ABD ve SSCB arasındaki Soğuk Savaş’ın giderek ısındığı 1950’li yıllarda her iki ülke de etki alanları içerisindeki coğrafyalarda kendi ideolojileri doğrultusunda askeri, ekonomik ve siyasal birlikler oluşturmuş ve dünya çift-kutuplu bir hale gelmiştir. ABD özellikle Çin’de Mao liderliğindeki komünistlerin hâkimiyeti sağlaması ve Kore’de komünist bir devletin kurulması sonrası Asya’da komünizmin daha fazla yayılmasından oldukça çekinmeye başlamıştır. Dahası Doğu Avrupa’yı Berlin’e kadar Nazilerin elinden kurtaran ve böylelikle İkinci Dünya Savaşı’nın kahramanı olan Kızıl Ordu sayesinde Stalin elindeki avantajlı konumu kullanarak Yalta Konferansı’nda tüm Doğu Avrupa’yı Sovyetler Birliği’nin etki alanı altına alabilmiş ve buradaki ülkelerde yapılan seçimlerde SSCB yanlısı komünist partiler iktidara gelmişlerdir. İngiliz başbakanı Winston Churchill’in deyimiyle “Doğu Avrupa’nın üzerine demir bir perde (iron curtain) çekilmiştir”. Ancak ABD’nin tüm bu olumsuz gelişmelere rağmen hiç beklemediği şey burnunun dibinde yeni bir sosyalist devrimin olması ve yeni bir sosyalist ülkenin ortaya çıkmasıdır.
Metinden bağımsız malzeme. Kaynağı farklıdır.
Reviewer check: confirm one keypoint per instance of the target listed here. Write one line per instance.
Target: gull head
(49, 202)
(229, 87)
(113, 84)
ABD’li işadamlarının ve çok önemli yatırımlarının bulunduğu, o dönemlerde kumar, seks ve mafya cenneti olarak bilinen, Fulgencio Batista’nın başkanı olduğu Küba’da gerçekleşen devrim; başlarda devrimin lideri Fidel Castro’nun ideolojik çizgisi net olmasa da, daha sonra giderek artan anti-emperyalist ve sosyalist uygulamaları nedeniyle Amerika’yı endişelendirmeye başlamıştır. Fidel Castro, Che Guevara ve devrimci arkadaşlarının 26 Temmuz 1953 tarihinde Moncada Kışlası’na yaptıkları başarısız baskınla (Moncada Baskını) başlayan hareketleri, 28 Mayıs 1957’de Uvero’da bir garnizona yapılan başarılı saldırıyla hızlanmış ve 1 Ocak 1959’da halkın kutlamaları arasında Havana’ya giren Castro ve yalnızca 300 kadar gerilla arkadaşı diktatör Batista’yı devirerek Küba Devrimi’ni gerçekleştirmişlerdir. Castro devrimi yaparken ideolojik çizgisi net değildir. Hatta cebinde Das Capital falan değil, Jean Jacques Rousseau’nun Toplumsal Sözleşme adlı kitabı vardır. Devrimi yapan ekipten Fidel’in kardeşi Raul Castro ve Che Guevara komünisttir ancak Fidel Castro’nun nasıl bir politika belirleyeceği hala net değildir. Ancak ulusal çıkarlarını korumaya gayret gösteren Castro bu konuda ABD’nin kendisine düşmanlık gütmeye devam etmesi üzerine gittikçe Sovyetler Birliği’ne ve komünist bir rejime doğru yönelecektir. Küba’da hızlı bir kamulaştırma hamlesi başlatan Castro, ambargo tehditlerine rağmen Amerikan şirketlerini ülkesinden kovmakta sakınca görmüyordu. Dahası Castro Küba’daki Amerikan mallarının hepsine el koymuştu ve Amerikan yönetimi; kendi vatandaşı olan işadamlarına ait milyon dolarlık malları, mülkiyet hakkının yılmaz savunucusu olarak geri alamadığı için dünya basınında sürekli itibar kaybediyordu. Bunların neticesinde önce başkan Eisenhower daha sonra başkan John Kennedy dönemlerinde CİA başkanı Allen Welsh Dulles Castro’ya yapılacak değişik suikast planları üzerinde çalışmaya başladı. Ancak bu girişimler hep başarısız olacak ve Amerikalıların deyimiyle “The Beard (Sakallı)” hep bir şekilde kendini kurtaracaktır. Aynı yıllarda Castro’nun yolundan giden Guatemalalı ulusalcı lider Jacobo Arbenz de Dulles kardeşlerin (John Foster Dulles-Allen Welsh Dulles) organize ettiği bir CİA darbesiyle yerinden ediliyordu. ABD’nin hedefinde ilk olarak artık Küba ve onun sakallı lideri vardı…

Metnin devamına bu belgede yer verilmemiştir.